Peregrine falcons made an enormous comeback in our region thanks to efforts he led as the conservation director of Portland Audubon (now Bird Alliance of Oregon). After nearly being wiped out by DDT, falcons steadily returned and became experts at nesting on human structures. He tracked how well they did, and in one circumstance made sure chicks survived.
A more than $30 million repair project on the St. Johns Bridge in Portland threatened a falcon nest with two chicks in it. Bob decided he had no choice but to make an extreme intervention. He called it an unavoidable “last resort” to keep the birds alive.
Fortunately, Bob was a climber with no fear of heights (or at least none he ever admitted to).
He climbed the girders to the nest, scooped the chicks out to safety and took them to the Audubon Wildlife Care Center. There his team went to extraordinary lengths to make sure the chicks did not imprint on the human caretakers.
The birds stayed in a box. Their “adopted mother” was a puppet that looked like a falcon. It brought them food through a hole in the box disguising the hands of their feeders. The chicks stayed wild and wary of humans, which is just what the caretakers wanted.
WATCH: Bob Sallinger spoke on OPB’s “Oregon Field Guide” in 2010 about his effort to track falcons in the Portland area.
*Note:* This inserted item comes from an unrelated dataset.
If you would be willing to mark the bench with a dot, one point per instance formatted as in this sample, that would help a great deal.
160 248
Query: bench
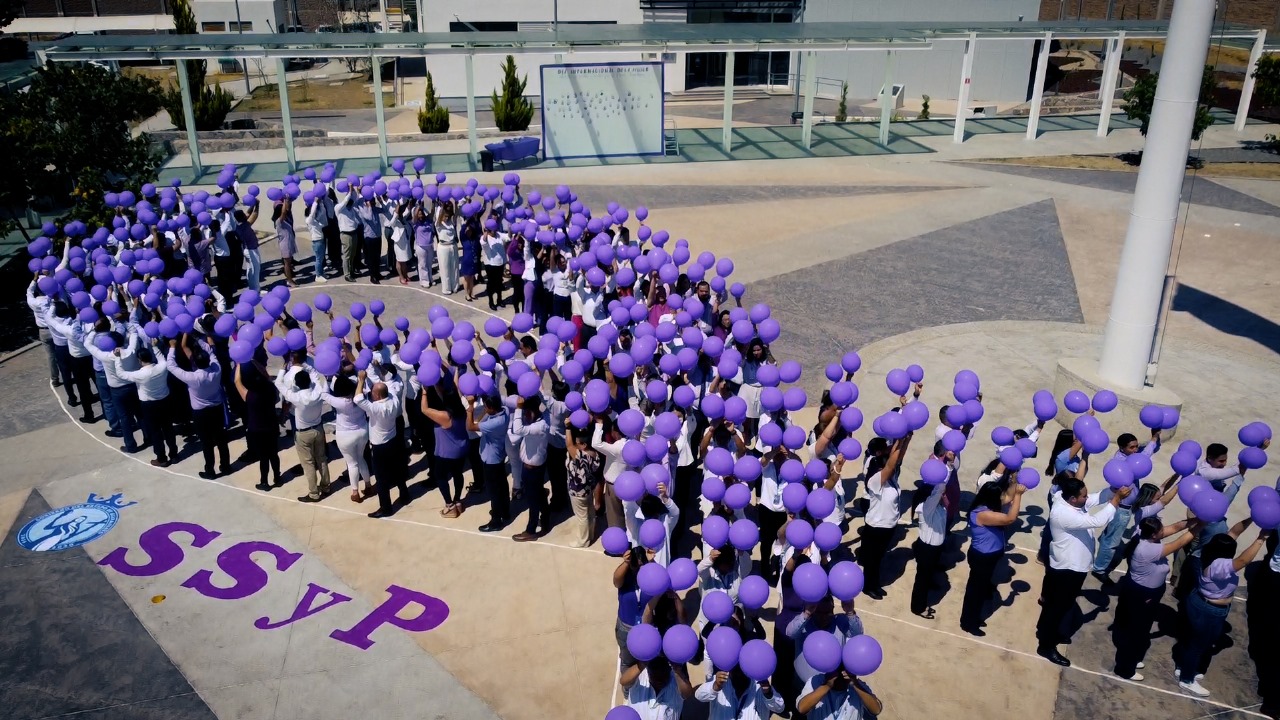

Once grown enough, Bob took the young falcons to Sauvie Island and carried them up to a box on a homebuilt “hack tower.” There they could finally see their surroundings and choose to fly when they were ready. When I joined him at the tower for a story for KGW, the falcons were gone. We may have missed our photo op by just a day, but Bob just beamed. “They’ve left the nest!” he chuckled. He had kept the chicks alive to fledge on their own.
His most unusual climbs were probably up the very side of the Trojan Nuclear Power Plant. First, to install a nest box platform so falcons would nest outside the tower, not inside. Then years later, soon before implosion of the tower, we watched him climb Trojan one last time to dismantle the nest box after that year’s fledglings had left.
Later at OPB’s “Oregon Field Guide,” I followed Bob on an actual bridge climb. The Oregon Department of Transportation allowed Bob to lead us up stairs to the very top of the Interstate Bridge.
Once we were above the lift bridge’s counterweights, we crossed a catwalk to the west structure, and looked down to spot a falcon nest that has been home to chicks year after year.
Bob climbed down to it, checked on two healthy, caterwauling chicks and placed bands on their legs. Momma falcon squawked warily nearby. Bob knew that the only way to know if falcon numbers were improving was if the birds were trackable later.
Since the 1990s, Bob followed the progress of falcons nesting on rooftops near the Willamette River and on the Fremont, St. Johns and Interstate bridges. Nests proved so successful with so many fledglings, he even drew a large falcon family tree tracing the genealogy of dozens of birds.
The only name missing from the tree was their common adoptive father: Bob Sallinger.